Sociedad anónima. Es el terreno natural del artículo 198, que cubre los pactos de voto y las opciones de compra y venta. La contrapartida es la falta de oponibilidad, así que las restricciones que importan deben repetirse en los estatutos al amparo del artículo 91, fracción VII e imprimirse como leyenda en los títulos conforme al artículo 125. Sin esa leyenda, un accionista endosa sus títulos y el adquirente alegará buena fe. Inscribe cada movimiento en el libro de registro del artículo 128: frente a la sociedad solo es accionista quien aparece ahí.
Sociedad de responsabilidad limitada. La transmisión ya está restringida por ley: nadie entra sin el consentimiento de la mayoría del capital. El punto delicado es otro. Cada socio tiene una sola parte social, indivisible salvo pacto expreso, de modo que las ventas parciales exigen redacción cuidadosa. La exclusión se apoya en el artículo 86, que remite a las causales del artículo 50.
Sociedad anónima promotora de inversión. Es la estructura preferida para rondas de inversión: el artículo 13 de la Ley del Mercado de Valores permite incluir en estatutos estipulaciones que la LGSM restringe en una anónima ordinaria, y el artículo 16 reconoce los convenios entre accionistas sin que aplique el artículo 198. Si tu operación contempla la entrada de un fondo, evalúa la conversión a promotora de inversión antes de firmar, porque muchas cláusulas ganan fuerza estatutaria en ese régimen.

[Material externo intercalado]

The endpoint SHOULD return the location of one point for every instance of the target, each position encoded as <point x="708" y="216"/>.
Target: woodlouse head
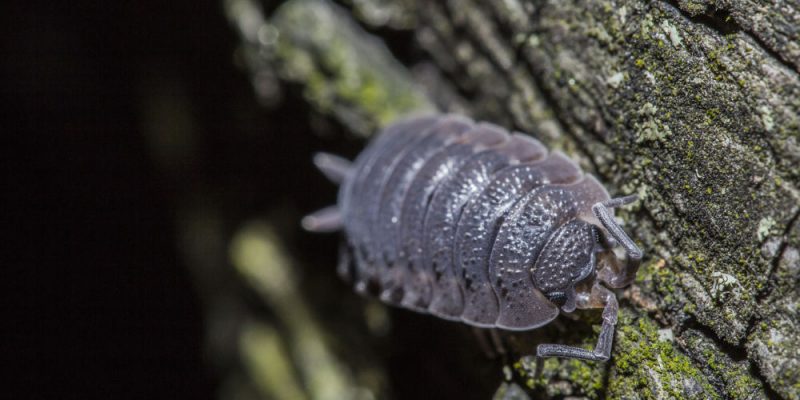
<point x="567" y="259"/>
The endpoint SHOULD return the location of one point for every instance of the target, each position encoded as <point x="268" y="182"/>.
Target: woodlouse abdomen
<point x="468" y="222"/>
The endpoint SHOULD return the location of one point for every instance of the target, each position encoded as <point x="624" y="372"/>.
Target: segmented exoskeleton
<point x="469" y="223"/>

Sociedad por acciones simplificada. Constituida en línea ante la Secretaría de Economía conforme a los artículos 260 a 273 de la LGSM, admite accionistas personas físicas y tiene un tope de ingresos anuales que obliga a migrar de régimen al rebasarlo, transformación que el convenio conviene anticipar. Si algún socio presta servicios personales subordinados, revisa los contratos de trabajo y documentos de recursos humanos que correspondan.